Im Rahmen der Unterrichtseinheit „La francophonie et ses aspects historiques, politiques, économiques et socioculturels“ setzten sich die Schülerinnen und Schüler der Jahrgangsstufen 11 und 12 mit unterschiedlichen Perspektiven der Frankophonie auseinander.

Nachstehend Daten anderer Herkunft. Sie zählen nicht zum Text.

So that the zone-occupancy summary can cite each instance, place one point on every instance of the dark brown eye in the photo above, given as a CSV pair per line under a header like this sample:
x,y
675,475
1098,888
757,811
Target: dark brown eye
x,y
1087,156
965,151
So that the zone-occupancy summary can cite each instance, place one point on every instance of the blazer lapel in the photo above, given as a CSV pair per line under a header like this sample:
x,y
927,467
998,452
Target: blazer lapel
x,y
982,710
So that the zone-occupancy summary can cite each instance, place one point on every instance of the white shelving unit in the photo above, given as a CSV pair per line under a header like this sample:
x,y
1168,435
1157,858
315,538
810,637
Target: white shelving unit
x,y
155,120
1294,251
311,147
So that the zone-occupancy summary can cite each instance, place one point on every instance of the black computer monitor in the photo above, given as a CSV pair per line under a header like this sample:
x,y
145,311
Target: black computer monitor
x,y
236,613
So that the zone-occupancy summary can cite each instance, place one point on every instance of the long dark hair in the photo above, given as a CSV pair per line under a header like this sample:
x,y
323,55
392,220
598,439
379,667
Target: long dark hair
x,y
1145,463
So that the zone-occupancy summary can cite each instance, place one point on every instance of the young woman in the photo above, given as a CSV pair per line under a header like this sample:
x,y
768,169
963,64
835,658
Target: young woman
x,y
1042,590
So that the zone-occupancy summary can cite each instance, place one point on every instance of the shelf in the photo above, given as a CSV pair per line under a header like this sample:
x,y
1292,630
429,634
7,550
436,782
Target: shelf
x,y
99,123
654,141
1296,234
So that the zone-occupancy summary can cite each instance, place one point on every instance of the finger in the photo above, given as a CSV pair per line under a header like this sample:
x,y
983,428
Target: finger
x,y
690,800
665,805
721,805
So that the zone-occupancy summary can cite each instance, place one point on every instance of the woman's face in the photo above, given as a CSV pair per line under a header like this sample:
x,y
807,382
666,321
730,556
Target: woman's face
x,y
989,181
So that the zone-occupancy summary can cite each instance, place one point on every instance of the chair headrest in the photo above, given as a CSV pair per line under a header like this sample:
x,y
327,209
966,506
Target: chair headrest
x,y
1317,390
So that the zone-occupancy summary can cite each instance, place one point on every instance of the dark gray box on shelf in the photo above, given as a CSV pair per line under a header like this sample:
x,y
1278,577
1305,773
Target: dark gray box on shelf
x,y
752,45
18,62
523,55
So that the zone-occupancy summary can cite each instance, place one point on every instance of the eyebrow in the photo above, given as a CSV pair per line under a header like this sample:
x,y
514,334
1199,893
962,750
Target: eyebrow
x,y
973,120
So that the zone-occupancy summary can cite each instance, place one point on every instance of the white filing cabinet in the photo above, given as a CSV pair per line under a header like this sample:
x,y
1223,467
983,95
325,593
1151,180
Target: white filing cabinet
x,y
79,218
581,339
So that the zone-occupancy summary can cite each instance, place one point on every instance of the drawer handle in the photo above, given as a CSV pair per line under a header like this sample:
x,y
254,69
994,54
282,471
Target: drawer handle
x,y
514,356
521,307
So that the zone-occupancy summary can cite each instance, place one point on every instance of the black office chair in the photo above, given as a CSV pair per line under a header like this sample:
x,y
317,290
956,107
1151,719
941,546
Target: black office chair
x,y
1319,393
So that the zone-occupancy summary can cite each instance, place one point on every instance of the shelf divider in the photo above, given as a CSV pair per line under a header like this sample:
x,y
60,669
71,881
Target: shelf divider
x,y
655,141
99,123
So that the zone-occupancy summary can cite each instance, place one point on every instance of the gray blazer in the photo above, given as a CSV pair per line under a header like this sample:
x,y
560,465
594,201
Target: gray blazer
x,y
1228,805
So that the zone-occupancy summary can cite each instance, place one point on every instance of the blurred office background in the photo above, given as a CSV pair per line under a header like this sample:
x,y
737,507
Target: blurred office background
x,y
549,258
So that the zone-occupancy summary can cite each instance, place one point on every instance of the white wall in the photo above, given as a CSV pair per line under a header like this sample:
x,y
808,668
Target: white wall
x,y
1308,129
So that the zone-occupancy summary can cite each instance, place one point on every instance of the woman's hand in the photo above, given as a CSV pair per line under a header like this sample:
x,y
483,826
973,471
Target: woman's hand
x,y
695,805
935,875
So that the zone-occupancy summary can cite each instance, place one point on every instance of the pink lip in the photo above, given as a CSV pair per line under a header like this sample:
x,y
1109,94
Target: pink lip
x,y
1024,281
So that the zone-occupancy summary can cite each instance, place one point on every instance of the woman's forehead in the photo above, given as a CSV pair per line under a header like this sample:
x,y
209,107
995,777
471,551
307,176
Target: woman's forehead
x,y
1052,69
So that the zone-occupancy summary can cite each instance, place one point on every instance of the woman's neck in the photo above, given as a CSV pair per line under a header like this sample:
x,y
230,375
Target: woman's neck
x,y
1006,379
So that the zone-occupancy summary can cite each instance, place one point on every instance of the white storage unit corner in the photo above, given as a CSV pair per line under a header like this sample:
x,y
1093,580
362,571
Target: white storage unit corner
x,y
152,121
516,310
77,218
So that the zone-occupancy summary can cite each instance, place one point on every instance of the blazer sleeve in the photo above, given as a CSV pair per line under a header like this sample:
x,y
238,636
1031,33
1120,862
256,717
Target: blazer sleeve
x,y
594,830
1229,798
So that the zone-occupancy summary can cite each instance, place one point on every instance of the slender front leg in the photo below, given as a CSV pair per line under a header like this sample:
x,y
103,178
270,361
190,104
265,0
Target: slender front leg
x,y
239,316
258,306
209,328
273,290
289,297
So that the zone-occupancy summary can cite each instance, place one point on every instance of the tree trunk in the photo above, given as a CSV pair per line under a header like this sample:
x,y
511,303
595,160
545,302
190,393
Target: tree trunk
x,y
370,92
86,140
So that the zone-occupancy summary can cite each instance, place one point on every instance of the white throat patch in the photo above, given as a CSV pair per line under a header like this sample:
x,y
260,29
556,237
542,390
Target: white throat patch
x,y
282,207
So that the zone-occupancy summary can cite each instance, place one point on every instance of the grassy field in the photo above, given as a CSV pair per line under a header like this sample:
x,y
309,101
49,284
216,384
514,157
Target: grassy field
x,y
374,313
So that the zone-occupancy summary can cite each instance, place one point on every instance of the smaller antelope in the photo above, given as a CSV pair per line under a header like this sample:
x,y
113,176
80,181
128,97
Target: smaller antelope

Eine besondere Perspektive auf die Frankophonie eröffnete ein Projektnachmittag im Rahmen des Programms „Europa macht Schule“. Der senegalesische Doktorand Ibrahima Ndiaye (Universität Tübingen) besuchte den Französischunterricht und gestaltete gemeinsam mit den Schülerinnen und Schülern einen interaktiven Austausch zum Thema „Rencontres avec le Sénégal : religion, société et pratiques culturelles – regards croisés et expérience culinaire“.
Zu Beginn stellte Ibrahima seinen persönlichen Bildungsweg vor: seine Herkunft im Senegal, sein Studium und seinen Weg an die Universität Tübingen. Dabei berichtete er auch von seinen ersten Erfahrungen in Deutschland sowie von den Chancen und Herausforderungen, die mit einem Studium auf einem anderen Kontinent verbunden sein können. Dabei wurde deutlich, dass Mobilität nicht nur bedeutet, den Ort zu wechseln, sondern oft auch neue Lebensbedingungen, Freiheiten und gesellschaftliche Normen kennenzulernen.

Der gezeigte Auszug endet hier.